PÉTROLE ET INDÉPENDANCE NATIONALE : D’ENRICO MATTEI À CHRISTOPHE DE MARGERIE
Extrait du site de l’AFP, le 21 octobre 2014 à 11 heures 29 :
« LA MORT DU PATRON DE TOTAL DÉCAPITE LA PLUS GRANDE ENTREPRISE FRANÇAISE
« Le PDG de Total Christophe de Margerie est décédé dans la nuit de lundi à mardi à 63 ans dans un accident d'avion en Russie : les hommages affluaient après cette perte brutale d'un grand patron très charismatique, qui décapite la plus grande entreprise française. Le patron du géant pétrolier, première entreprise française par les bénéfices et deuxième par la capitalisation boursière derrière Sanofi, a été tué dans la nuit de lundi à mardi dans le crash d'un avion privé entré en collision avec une déneigeuse alors qu'il s'apprêtait à décoller de l'aéroport de Vnoukovo, près de Moscou. L'appareil s'est écrasé peu avant minuit (heure locale) en provoquant la mort de la totalité de ses quatre occupants, dont trois membres d'équipage. Selon le comité d'enquête russe, le conducteur de la déneigeuse était "en état d'ivresse" au moment de l'accident. De son côté, le Bureau français d'enquêtes et d'analyses (BEA) pour la sécurité de l'aviation civile va dépêcher trois enquêteurs à Moscou dans la journée pour tenter d'éclaircir les conditions de l'accident de l'avion, un Falcon 50 exploité par la compagnie Unijet. L'action Total perdait 1,49% à 42,30 euros peu après l'ouverture de la Bourse de Paris.

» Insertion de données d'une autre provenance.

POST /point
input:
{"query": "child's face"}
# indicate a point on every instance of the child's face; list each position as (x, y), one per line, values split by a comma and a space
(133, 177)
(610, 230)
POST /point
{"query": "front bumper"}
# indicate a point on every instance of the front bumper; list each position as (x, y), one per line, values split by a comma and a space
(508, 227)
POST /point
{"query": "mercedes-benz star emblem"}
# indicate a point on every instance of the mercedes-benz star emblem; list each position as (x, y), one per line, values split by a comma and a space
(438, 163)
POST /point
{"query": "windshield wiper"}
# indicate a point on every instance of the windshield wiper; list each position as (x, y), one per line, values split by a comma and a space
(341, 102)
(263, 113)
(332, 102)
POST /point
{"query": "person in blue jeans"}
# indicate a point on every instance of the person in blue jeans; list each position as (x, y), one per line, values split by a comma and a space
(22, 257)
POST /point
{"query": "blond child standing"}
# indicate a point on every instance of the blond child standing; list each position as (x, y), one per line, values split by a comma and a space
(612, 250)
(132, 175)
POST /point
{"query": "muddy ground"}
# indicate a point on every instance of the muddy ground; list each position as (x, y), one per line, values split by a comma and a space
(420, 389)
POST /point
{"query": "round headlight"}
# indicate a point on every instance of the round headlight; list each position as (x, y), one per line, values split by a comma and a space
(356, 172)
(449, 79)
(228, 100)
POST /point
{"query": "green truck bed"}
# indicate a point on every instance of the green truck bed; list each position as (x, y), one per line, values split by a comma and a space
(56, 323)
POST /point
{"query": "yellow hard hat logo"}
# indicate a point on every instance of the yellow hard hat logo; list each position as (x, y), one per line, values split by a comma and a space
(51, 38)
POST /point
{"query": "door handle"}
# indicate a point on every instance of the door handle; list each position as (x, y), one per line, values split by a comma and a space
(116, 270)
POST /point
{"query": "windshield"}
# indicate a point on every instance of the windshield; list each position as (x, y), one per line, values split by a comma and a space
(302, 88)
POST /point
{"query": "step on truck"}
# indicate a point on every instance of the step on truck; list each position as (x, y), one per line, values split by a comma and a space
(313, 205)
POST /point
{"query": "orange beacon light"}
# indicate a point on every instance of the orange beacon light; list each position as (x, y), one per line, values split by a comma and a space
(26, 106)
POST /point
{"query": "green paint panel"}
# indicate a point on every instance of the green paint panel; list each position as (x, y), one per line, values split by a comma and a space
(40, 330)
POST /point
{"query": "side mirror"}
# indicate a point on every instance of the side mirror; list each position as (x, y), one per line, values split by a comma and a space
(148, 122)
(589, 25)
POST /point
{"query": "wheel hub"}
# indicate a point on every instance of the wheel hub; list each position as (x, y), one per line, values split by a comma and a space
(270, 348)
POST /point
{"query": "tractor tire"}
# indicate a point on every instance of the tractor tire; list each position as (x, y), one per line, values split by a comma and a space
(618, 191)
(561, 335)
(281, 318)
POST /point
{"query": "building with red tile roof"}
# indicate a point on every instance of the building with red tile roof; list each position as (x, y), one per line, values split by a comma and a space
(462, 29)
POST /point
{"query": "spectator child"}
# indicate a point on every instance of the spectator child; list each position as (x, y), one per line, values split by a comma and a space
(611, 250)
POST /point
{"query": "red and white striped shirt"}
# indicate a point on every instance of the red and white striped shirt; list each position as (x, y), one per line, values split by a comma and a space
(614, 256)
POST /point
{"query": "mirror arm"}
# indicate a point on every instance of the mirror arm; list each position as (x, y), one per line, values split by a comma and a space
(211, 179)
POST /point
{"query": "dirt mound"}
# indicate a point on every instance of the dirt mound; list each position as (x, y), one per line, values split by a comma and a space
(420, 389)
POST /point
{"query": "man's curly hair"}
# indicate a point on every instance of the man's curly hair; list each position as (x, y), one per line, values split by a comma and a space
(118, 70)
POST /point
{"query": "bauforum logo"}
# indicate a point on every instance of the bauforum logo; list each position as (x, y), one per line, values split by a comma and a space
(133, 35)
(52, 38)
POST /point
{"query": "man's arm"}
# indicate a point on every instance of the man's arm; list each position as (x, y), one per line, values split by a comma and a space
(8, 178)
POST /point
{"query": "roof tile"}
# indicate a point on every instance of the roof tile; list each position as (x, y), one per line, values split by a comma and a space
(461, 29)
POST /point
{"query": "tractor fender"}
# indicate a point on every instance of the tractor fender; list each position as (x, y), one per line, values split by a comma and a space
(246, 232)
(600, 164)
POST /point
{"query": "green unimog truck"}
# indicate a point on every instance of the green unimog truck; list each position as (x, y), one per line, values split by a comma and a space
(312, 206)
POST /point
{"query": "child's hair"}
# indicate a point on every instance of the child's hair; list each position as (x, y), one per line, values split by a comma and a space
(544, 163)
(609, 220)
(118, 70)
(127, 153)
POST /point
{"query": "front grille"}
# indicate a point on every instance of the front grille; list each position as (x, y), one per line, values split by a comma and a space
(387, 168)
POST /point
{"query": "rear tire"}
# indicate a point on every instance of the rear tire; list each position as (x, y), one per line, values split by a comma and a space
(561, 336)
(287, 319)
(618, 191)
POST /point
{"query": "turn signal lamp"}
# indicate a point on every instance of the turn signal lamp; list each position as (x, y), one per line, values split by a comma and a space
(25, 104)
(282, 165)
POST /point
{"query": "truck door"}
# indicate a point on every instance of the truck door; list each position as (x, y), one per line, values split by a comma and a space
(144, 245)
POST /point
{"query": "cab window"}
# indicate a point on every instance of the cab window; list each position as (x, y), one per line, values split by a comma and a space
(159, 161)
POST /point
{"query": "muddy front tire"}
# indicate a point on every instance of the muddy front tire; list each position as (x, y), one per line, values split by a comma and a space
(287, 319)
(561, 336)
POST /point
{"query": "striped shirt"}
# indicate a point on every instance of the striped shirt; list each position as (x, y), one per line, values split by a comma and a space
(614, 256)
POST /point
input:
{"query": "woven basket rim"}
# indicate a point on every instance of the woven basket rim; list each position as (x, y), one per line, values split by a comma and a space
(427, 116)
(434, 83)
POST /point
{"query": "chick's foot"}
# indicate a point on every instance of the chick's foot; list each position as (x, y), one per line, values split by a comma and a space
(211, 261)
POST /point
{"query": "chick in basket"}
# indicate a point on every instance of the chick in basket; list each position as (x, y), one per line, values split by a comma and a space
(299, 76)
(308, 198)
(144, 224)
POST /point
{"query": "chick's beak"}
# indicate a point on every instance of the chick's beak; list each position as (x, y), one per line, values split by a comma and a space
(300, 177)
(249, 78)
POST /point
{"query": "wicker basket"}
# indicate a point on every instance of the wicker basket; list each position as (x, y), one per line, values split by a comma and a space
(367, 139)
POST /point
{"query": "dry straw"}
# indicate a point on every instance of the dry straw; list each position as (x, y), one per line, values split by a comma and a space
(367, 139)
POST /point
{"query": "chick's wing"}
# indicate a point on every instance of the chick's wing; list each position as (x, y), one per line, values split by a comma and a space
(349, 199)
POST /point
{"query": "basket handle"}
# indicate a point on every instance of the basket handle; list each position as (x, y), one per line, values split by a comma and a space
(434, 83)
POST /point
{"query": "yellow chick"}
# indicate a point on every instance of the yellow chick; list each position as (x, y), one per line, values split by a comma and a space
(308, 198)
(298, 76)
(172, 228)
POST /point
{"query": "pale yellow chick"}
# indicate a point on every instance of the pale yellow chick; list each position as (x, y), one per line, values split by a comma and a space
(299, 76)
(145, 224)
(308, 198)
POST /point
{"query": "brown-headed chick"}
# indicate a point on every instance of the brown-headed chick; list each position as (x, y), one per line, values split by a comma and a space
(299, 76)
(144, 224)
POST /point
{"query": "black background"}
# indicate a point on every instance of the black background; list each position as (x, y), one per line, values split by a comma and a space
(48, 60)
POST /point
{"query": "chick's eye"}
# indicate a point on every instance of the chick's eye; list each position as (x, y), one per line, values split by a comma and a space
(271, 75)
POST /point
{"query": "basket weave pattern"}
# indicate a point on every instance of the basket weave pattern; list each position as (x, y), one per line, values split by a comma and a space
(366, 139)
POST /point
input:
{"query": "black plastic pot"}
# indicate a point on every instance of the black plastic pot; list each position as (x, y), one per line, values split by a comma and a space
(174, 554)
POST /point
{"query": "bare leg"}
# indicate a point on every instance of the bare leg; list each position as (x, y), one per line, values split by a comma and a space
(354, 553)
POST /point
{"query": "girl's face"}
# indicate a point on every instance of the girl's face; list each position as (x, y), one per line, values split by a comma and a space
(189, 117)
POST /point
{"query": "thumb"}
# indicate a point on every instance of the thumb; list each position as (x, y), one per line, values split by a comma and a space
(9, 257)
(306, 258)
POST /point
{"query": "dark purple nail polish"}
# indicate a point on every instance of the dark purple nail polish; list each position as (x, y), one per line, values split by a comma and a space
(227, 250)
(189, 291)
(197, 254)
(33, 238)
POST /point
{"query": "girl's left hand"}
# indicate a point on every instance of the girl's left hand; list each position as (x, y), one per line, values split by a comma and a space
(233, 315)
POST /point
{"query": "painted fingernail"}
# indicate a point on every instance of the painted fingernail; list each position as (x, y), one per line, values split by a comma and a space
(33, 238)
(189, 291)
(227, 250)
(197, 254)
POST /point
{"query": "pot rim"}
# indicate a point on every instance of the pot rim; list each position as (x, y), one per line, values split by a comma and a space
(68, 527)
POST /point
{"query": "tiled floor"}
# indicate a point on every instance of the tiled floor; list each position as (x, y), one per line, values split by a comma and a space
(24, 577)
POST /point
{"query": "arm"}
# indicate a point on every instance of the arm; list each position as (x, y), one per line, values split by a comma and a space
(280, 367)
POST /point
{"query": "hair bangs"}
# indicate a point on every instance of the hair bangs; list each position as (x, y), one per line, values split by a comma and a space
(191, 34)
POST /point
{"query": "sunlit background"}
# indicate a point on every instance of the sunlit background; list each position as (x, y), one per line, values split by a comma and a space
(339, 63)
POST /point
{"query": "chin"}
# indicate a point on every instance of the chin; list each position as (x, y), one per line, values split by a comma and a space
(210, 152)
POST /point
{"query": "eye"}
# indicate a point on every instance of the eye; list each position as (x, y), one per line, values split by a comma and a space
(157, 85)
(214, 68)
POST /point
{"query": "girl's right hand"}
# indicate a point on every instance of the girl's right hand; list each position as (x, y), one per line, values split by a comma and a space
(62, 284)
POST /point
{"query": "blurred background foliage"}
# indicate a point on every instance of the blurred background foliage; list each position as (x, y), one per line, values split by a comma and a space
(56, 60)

(…) Une enquête sur les circonstances de l'accident a été ouverte auprès du Comité intergouvernemental d'aviation, qui enquête sur tous les accidents aériens en Russie, ainsi qu'auprès de l'agence fédérale d'aviation russe, dont le directeur, Alexandre Neradko, a promis de suivre le dossier personnellement.

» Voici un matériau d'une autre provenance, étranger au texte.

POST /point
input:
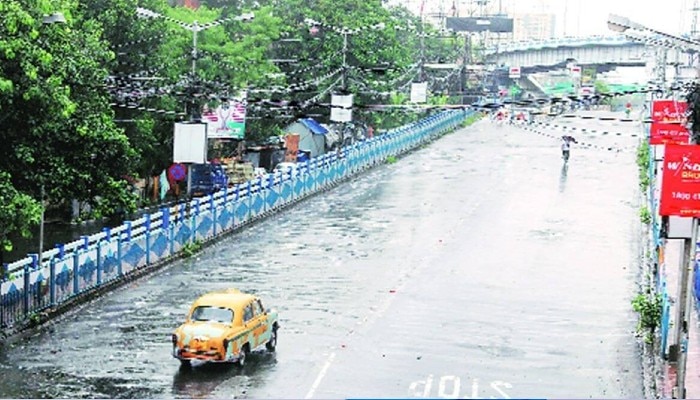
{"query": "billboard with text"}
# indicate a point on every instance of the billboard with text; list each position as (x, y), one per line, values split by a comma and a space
(480, 24)
(680, 188)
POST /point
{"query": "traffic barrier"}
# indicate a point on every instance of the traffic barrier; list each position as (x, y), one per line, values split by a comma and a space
(82, 267)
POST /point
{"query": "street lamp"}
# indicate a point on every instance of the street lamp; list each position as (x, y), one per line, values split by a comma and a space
(55, 18)
(195, 28)
(685, 288)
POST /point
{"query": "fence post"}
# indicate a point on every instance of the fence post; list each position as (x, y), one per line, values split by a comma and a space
(128, 230)
(214, 215)
(171, 238)
(2, 297)
(27, 289)
(99, 261)
(193, 221)
(76, 271)
(120, 270)
(52, 281)
(165, 214)
(250, 201)
(148, 238)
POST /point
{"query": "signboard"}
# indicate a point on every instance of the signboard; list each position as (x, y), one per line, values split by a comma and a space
(227, 120)
(341, 108)
(480, 24)
(661, 133)
(291, 143)
(668, 122)
(575, 71)
(669, 111)
(514, 73)
(419, 92)
(190, 143)
(680, 187)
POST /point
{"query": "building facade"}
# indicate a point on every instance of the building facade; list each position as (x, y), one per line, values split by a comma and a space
(528, 26)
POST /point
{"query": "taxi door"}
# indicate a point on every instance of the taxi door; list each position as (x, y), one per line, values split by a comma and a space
(261, 330)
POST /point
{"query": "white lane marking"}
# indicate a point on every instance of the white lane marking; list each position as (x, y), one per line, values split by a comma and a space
(320, 376)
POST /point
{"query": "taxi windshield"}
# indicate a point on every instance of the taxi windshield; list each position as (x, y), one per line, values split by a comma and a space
(215, 314)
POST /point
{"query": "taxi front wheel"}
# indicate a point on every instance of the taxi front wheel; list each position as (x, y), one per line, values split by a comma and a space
(272, 343)
(244, 354)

Selon le quotidien russe Vedomosti, Christophe de Margerie revenait d'une réunion avec le Premier ministre russe Dmitri Medvedev consacrée aux investissements étrangers en Russie au moment où les sanctions américaines et européennes décrétées dans la foulée de la crise ukrainienne frappent durement Moscou. Bénéficiant de bons contacts au sommet de l'Etat russe, le patron faisait partie des hommes d'affaires français qui prônent l'investissement en Russie, un pays important dans la stratégie du groupe qui ambitionne d'en faire sa principale zone de production d'hydrocarbures à l'horizon 2020. Total est partenaire avec le russe Novatek dans le gigantesque projet gazier Yamal, dans le Grand Nord russe. (…). »

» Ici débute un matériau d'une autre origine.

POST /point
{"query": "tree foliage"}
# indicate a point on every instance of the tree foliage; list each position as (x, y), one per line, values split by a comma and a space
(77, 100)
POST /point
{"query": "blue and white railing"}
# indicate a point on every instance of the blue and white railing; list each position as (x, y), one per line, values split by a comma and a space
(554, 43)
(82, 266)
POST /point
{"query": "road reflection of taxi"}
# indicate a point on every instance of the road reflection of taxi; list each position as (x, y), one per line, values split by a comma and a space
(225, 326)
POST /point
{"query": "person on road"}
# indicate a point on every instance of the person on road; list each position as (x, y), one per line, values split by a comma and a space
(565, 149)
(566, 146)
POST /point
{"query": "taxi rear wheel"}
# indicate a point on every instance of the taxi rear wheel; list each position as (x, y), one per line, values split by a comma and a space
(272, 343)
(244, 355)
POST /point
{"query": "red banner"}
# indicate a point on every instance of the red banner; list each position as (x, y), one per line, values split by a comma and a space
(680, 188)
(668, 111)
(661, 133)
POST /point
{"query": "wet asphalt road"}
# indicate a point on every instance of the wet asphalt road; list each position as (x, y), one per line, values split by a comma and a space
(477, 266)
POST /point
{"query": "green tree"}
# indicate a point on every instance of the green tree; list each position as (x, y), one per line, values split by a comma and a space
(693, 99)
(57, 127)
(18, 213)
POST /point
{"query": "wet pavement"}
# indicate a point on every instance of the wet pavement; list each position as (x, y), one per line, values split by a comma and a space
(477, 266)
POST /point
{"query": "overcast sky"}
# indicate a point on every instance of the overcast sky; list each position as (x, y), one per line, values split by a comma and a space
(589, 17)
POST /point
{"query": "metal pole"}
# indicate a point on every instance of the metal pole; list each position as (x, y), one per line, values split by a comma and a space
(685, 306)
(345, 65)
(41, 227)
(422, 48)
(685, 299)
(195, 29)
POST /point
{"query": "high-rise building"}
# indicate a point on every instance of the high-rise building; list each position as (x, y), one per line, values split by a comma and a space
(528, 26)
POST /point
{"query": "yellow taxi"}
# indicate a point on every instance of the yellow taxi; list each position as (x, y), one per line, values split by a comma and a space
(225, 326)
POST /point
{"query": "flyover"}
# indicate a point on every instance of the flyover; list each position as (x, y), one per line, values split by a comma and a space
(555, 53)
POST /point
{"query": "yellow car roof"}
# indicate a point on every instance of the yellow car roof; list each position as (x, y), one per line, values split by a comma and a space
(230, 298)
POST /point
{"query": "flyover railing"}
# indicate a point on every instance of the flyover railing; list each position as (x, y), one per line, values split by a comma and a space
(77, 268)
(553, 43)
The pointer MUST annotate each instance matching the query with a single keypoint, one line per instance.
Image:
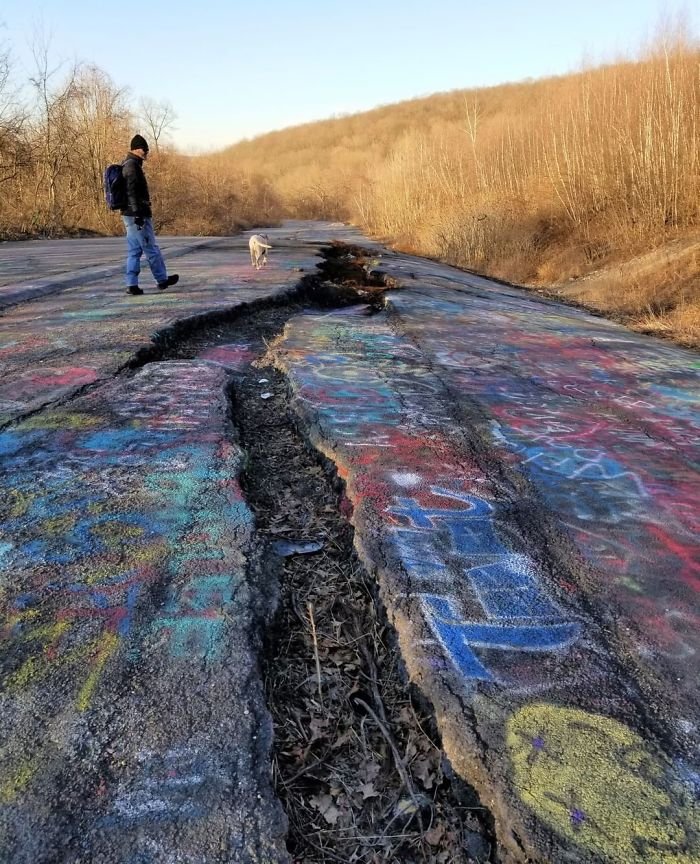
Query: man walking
(140, 237)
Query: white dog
(259, 245)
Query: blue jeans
(140, 241)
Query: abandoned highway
(506, 489)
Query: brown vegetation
(540, 183)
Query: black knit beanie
(138, 142)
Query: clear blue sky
(234, 69)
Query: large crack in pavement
(459, 621)
(357, 759)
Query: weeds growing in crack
(356, 760)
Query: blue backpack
(115, 188)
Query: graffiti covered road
(522, 479)
(132, 723)
(524, 483)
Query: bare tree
(54, 132)
(98, 110)
(13, 119)
(158, 118)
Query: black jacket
(136, 187)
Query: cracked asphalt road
(524, 483)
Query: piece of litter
(284, 548)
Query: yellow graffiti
(16, 503)
(15, 782)
(59, 420)
(137, 557)
(41, 664)
(599, 784)
(35, 666)
(109, 645)
(58, 525)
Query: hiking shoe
(171, 280)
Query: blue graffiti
(459, 637)
(508, 589)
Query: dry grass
(656, 293)
(536, 182)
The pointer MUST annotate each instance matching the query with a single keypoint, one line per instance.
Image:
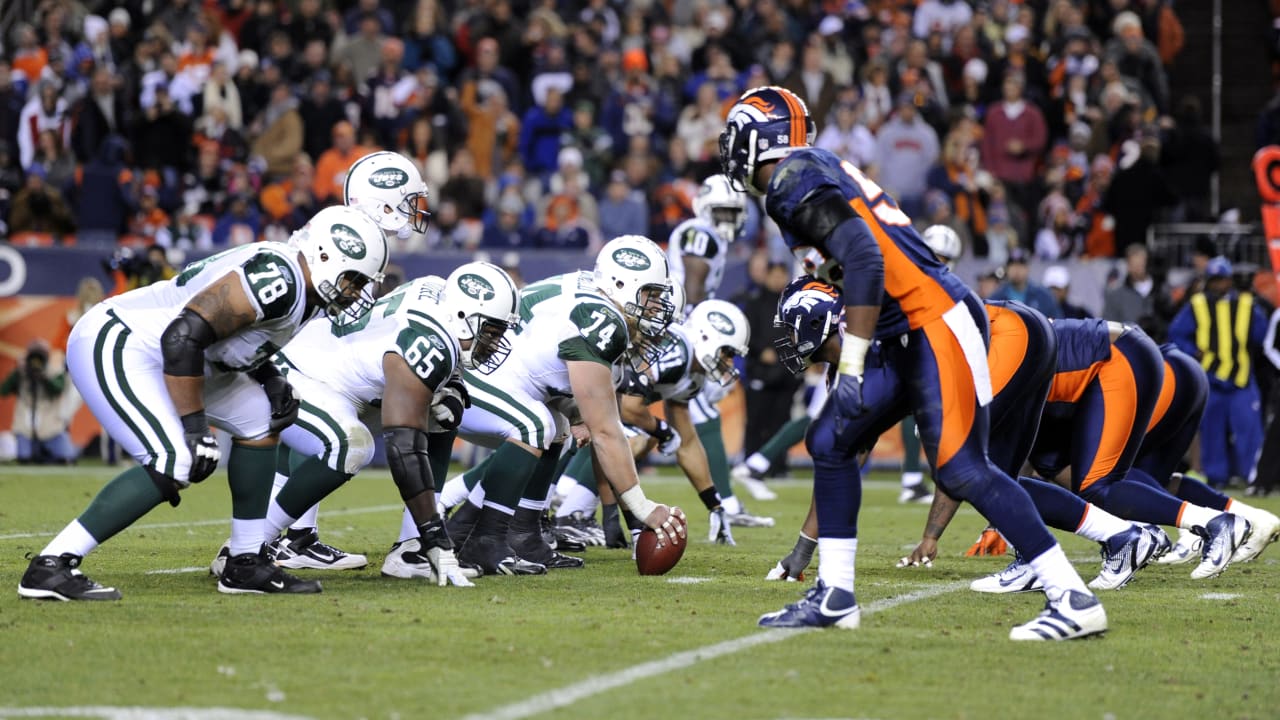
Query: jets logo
(476, 287)
(347, 240)
(721, 322)
(631, 259)
(387, 178)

Le commentaire de ForumSi :
PÉTROLE ET INDÉPENDANCE NATIONALE : D’ENRICO MATTEI À CHRISTOPHE DE MARGERIE
En 1962, mourait Enrico Mattei, patron de l’ENI, le grand goupe pétrolier italien, dans un accident d’avion mystérieux, vraisemblablement causé par une bombe embarquée. Ancien partisan, Mattei avait, contre toute attente, poursuivi l’oeuvre du fascisme pour doter l’Italie d’un outil propre à assurer son indépendance énergétique. Cela ne lui fut certainement pas pardonné par les monopoles anglo-saxons du pétrole, qui pouvaient légitimement s’attendre à en avoir fini avec toute velléité d’indépendance énergétique italienne en en ayant fini avec le fascisme. En persistant dans son projet industriel, Mattei avait donc signé son arrêt de mort...
Est-on en face d’une affaire du même type avec la disparition, en même temps que ses trois compagnons de vol, de Christophe de Margerie ? On est en droit de se poser la question. En effet, ce personnage atypique et charismatique à sa façon n’était pas seulement d’une remarquable clarté dès lors qu’il s’agissait de parler de la politique énergétique de la France. Il menait aussi, à la tête de cet énorme groupe qu’il avait fait de Total, une politique totalement non conformiste, ayant noué des relations de confiance, non seulement avec la Russie, ce qui était certainement mal vu par les gnomes de Wall Street, mais également avec l’Iran, ce qui n’était certainement pas du goût de ceux de Tel Aviv.
Comme Mattei, Margerie s’était donc fait des ennemis puissants. Doit-on chercher là l’origine de sa mort, une mort que l’on présente comme accidentelle, puisque, nous dit-on, il y avait un engin d’entretien qui traînait sur la piste moscovite au moment où l’avion du patron de Total l’empruntait pour décoller ? On avouera que la présence de cet engin au mauvais endroit et à un mauvais moment soulève bien des questions : l’enquête des autorités russes et des envoyés français permettra-t-elle d’en savoir plus ?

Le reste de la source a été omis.